Appeal from the Decree Entered July 22, 2025 In the Court of Common Pleas of Erie County Orphans' Court at No(s): 2025-A0055
BEFORE: BOWES, J., NICHOLS, J., and KING, J.
MEMORANDUM BY KING, J.: FILED: January 23, 2026
Appellant, A.C.G. (“Mother”), appeals from the decree entered in the
Erie County Court of Common Pleas, granting the petition of Appellee, the Erie
County Office of Children and Youth (“OCY”), for involuntary termination of
Mother’s parental rights to her minor child, R.J.-K.G.-G. (“Child”). We affirm.
The trial court opinion set forth relevant facts of this appeal as follows:
Child was born [in October] 2024. Child was removed by verbal request of OCY and subsequent Order for Verbal Authorization (Emergency Protective Custody) on October 11, 2024. Mother tested positive for benzodiazepines on a drug urine screen at the Child’s birth, and additionally had been admitted to Saint Vincent Hospital for an overdose and tested positive for benzodiazepines, cocaine, and opiates and refused referrals for services on August 22, 2024. Mother further was uncooperative in providing the agency her prescriptions and home address on October 10, 2024, preventing the agency from assuring the safety of the home.

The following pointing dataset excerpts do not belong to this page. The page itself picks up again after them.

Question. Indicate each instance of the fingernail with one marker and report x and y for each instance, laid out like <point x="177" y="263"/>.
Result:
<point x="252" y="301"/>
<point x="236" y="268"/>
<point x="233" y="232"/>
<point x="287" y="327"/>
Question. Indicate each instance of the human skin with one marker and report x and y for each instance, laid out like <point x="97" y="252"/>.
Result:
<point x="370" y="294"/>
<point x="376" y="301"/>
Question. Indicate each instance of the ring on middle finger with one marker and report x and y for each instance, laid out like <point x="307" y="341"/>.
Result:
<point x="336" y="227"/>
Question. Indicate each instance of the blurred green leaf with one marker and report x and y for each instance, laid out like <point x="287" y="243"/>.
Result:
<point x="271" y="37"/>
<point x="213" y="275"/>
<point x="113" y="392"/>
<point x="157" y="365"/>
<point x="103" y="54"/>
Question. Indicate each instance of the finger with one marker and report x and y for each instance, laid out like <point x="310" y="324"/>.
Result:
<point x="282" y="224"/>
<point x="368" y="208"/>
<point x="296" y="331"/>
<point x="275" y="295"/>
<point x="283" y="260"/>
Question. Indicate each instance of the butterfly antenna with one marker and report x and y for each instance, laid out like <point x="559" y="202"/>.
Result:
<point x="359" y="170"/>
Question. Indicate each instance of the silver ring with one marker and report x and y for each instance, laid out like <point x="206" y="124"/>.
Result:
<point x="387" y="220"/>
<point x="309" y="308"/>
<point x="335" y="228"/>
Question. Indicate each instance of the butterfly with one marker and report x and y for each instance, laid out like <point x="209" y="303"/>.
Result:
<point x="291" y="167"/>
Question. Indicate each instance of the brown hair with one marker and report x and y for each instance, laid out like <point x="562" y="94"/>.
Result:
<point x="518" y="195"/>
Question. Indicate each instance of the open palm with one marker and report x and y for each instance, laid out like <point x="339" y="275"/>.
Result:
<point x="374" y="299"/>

On October 10, 2024, the agency received a referral for Mother regarding concerns for parental behavior, health concerns, inadequate housing, and substance use by a J-S46032-25
parent. Child was adjudicated dependent on October 24, 2024. Mother’s Proposed Treatment Plan was as follows:
1. Submit to genetic testing to assist in establishing paternity.
2. Complete a mental health assessment and follow any and all recommendations made. Additionally, Mother shall demonstrate mental health stability.
3. Complete a drug and alcohol assessment through Erie County Drug and Alcohol and follow any and all recommendations made. Additionally, Mother shall be open and honest in her assessment and demonstrate skills learned.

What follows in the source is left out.